I used some of your Excellency’s arguments in the decree to Count Szapary, giving them as my personal opinion.
Sir Edward Grey told me that he was very much disappointed that we treated the Serbian answer as if it had been a decided refusal to comply with our wishes, whereas it is really the greatest humiliation an independent State has ever been submitted to, and in fact accepts all the points demanded. I insisted that the objection to our officials taking part in the inquiry was what made all the other assurances illusory.
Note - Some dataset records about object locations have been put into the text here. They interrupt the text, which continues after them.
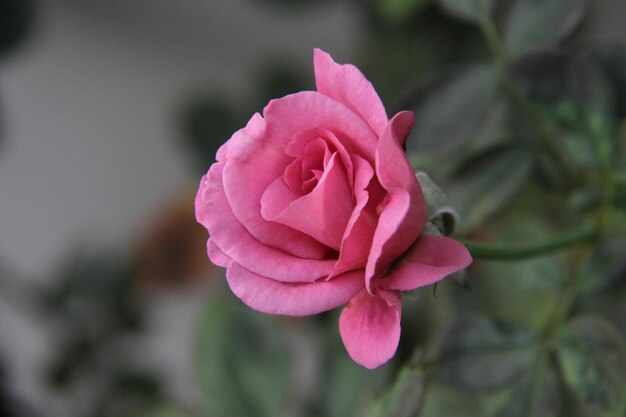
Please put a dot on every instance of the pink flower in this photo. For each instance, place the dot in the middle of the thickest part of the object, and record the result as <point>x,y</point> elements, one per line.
<point>314,205</point>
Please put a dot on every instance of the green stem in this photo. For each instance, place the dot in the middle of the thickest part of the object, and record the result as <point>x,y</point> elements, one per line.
<point>506,252</point>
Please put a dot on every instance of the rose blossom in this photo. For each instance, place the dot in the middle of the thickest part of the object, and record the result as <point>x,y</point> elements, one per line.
<point>314,205</point>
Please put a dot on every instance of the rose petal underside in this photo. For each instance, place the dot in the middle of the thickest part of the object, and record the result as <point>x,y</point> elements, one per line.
<point>292,299</point>
<point>213,211</point>
<point>429,260</point>
<point>322,214</point>
<point>404,215</point>
<point>347,85</point>
<point>300,112</point>
<point>357,239</point>
<point>251,164</point>
<point>370,327</point>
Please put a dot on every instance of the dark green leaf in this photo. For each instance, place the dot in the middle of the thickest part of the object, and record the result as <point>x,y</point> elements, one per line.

The Foreign Secretary told me that the German Ambassador had asked him two days ago to use his influence with Petersburg in favour of Serbian moderation. He had answered that it was not possible to expect Russia to advise Serbia to yield still more than it had already done in its answer to the Note [i.e. the Austro-Hungarian ultimatum to Serbia].
He had thought that this answer would form a basis on which the four non-implicated governments could build up a satisfactory arrangement.
This was his idea when he proposed a conference.
The conference would assemble under the assumption that Austria-Hungary would refrain from all military operations while the other powers would attempt to find a satisfactory way out of the difficulty.
(Sir Edward Grey’s declaration in the House of Commons of today, gave a detailed programme of the conference).
When he spoke of the necessity to refrain from military operations, I remarked that I feared it was too late for that. The Foreign Secretary then said, if we were resolved to have a war with Serbia under any circumstances, under the assumption that Russia would keep quiet, we were taking a very great risk. If we could indeed persuade Russia to keep quiet, it was well and good and he had nothing more to say. If not, the possibilities and dangers were incalculable.
If I wanted a symptom of the general anxiety felt, he would tell me that the great British fleet, which had been concentrated in Portsmouth after the manoeuvres and was to have dispersed today, has received orders to remain where it is. “We should not have called any reserves, but as they are collected in one place, we cannot afford to send them home at such a moment.”
The Foreign Secretary was grieved and anxious, but not irritated, as my German colleague said he was this morning.
His idea of a conference is intended to prevent a collision between the Great Powers, and he would be sure to act in favour of isolating the conflict. But if Russia mobilises and Germany decides for action, there will be no question of the conference.